Understanding the t-Distribution in Tests for Statistical Significance
This article introduces a statistical distribution used in significance testing. We’ll discuss its importance and its relation with the normal distribution.
This article is a continuation of Robert Keim's series on statistics in electrical engineering. If you've been following along, feel free to skip to the section below for a brief recap of statistical significance. If you're just joining in, please review earlier articles in the series:
- The role of statistical analysis in electrical engineering
- The role of descriptive statistics in electrical engineering
- Average deviation, standard deviation, and variance in signal processing
- Understanding sample-size compensation in standard deviation calculations
- Introduction to the normal distribution in electrical engineering
- Understanding histograms and probability
- What is the cumulative distribution function in normally distributed data?
- Parametric tests, skewness, and kurtosis
- Finding statistical relationships with correlation, causation, and covariance
- Using correlation coefficients to find statistical relationships
- Statistical significance in experimentation and data analysis
A Quick Review of Statistical Significance
The previous article explored the concept of statistical significance, which provides a widely used—though potentially misleading—technique for deciding whether a relationship exists between experimental variables. Here’s a recap:
- An experiment involves two (or more) variables that may be related in some way. The null hypothesis states that there is no relationship between these variables.
- Usually, we hope that an experiment will disprove the null hypothesis. In other words, we have reason to believe that two variables are related in some way, and we design an experiment with the intention of collecting data that demonstrate the existence of a relationship.
- We can calculate the probability of obtaining an observed value, or a more extreme value, under the assumption that the null hypothesis is true. This is called the p-value. It conveys the likelihood of obtaining a value that is at least as extreme as the observed value given that no relationship exists between experimental variables.
- Statistical significance is determined by comparing the p-value to a predetermined threshold called the significance level, denoted by ⍺. Common significance levels are 1% (⍺ = 0.01) and 5% (⍺ = 0.05).
- If the p-value is less than the significance level, we are justified in rejecting the null hypothesis. In other words, we can claim that a relationship exists, because if the experimental variables were indeed unrelated, we probably would not have obtained the observed value.

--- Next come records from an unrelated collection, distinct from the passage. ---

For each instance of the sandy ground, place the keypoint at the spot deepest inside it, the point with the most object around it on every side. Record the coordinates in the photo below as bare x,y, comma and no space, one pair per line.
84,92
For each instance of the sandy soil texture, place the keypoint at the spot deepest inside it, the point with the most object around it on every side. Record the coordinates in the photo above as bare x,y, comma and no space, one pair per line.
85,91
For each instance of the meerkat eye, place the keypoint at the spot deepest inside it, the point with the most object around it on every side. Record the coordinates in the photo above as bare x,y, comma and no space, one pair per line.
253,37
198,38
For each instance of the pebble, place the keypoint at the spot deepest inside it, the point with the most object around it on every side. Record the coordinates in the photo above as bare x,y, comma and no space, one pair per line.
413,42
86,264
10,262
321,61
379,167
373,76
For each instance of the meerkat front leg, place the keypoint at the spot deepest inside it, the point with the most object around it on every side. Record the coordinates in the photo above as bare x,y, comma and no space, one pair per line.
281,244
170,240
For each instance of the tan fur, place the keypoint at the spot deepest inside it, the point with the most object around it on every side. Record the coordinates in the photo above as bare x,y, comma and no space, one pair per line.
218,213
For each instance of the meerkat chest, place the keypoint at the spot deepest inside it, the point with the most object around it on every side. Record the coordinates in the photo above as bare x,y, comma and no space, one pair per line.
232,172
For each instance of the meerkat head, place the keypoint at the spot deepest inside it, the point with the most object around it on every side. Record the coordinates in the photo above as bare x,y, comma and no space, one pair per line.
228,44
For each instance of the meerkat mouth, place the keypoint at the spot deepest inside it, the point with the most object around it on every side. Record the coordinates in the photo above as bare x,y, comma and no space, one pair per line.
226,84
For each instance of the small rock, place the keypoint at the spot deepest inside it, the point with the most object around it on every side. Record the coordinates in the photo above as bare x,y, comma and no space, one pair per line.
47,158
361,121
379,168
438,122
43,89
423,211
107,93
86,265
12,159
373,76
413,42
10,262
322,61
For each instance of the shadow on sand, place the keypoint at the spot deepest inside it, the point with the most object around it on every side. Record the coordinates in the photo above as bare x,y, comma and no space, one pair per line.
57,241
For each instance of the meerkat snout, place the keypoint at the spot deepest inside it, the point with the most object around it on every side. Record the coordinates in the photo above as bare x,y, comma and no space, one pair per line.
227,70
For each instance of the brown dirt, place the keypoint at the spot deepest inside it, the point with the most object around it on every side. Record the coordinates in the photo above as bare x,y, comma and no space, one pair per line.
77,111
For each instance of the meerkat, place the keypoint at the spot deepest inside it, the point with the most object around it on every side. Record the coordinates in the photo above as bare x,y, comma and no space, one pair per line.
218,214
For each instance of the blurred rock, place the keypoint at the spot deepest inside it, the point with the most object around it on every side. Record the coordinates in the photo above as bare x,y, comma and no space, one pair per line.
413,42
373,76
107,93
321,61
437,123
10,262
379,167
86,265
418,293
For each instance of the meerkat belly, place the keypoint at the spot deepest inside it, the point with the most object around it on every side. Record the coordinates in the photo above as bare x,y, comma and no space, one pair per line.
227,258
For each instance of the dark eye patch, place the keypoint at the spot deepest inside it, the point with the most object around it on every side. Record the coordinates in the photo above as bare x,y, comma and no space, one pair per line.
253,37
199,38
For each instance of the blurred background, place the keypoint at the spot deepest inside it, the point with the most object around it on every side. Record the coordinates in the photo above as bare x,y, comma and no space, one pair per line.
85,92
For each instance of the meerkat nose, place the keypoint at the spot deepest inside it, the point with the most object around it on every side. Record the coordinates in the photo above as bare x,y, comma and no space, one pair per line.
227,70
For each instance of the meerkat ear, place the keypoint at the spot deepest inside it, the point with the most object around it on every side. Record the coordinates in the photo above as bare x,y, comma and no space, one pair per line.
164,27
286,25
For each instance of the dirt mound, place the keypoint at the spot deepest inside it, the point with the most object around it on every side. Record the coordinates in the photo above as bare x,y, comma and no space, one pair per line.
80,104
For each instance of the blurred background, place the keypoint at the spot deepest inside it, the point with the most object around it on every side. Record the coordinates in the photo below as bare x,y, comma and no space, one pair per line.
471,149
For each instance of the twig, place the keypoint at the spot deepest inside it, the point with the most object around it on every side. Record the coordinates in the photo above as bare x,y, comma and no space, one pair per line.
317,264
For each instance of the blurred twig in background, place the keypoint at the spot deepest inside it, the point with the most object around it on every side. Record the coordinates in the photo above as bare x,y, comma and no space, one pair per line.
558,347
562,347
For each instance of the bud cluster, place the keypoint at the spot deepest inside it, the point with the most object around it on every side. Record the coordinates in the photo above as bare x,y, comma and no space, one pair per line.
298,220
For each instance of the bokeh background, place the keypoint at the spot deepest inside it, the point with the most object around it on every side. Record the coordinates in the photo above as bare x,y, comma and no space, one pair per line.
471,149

My objective in this article is to cover essential information about a distribution that plays an important role in tests of statistical significance, and in the next two articles, we’ll discuss t-values and work through a simple example of statistical significance applied to engineered systems.
The null hypothesis often takes the form of a normal distribution, because that’s the distribution of values produced by so many phenomena that are influenced in random or extremely complex ways. However, when we actually need to calculate a p-value and report statistical significance, we very frequently use the t-distribution.
The t-distribution is similar to the normal distribution, and as sample size increases it gradually becomes identical to the normal distribution. The term “t-distribution” actually refers to a family of distribution curves, because the curve changes according to the experiment’s sample size.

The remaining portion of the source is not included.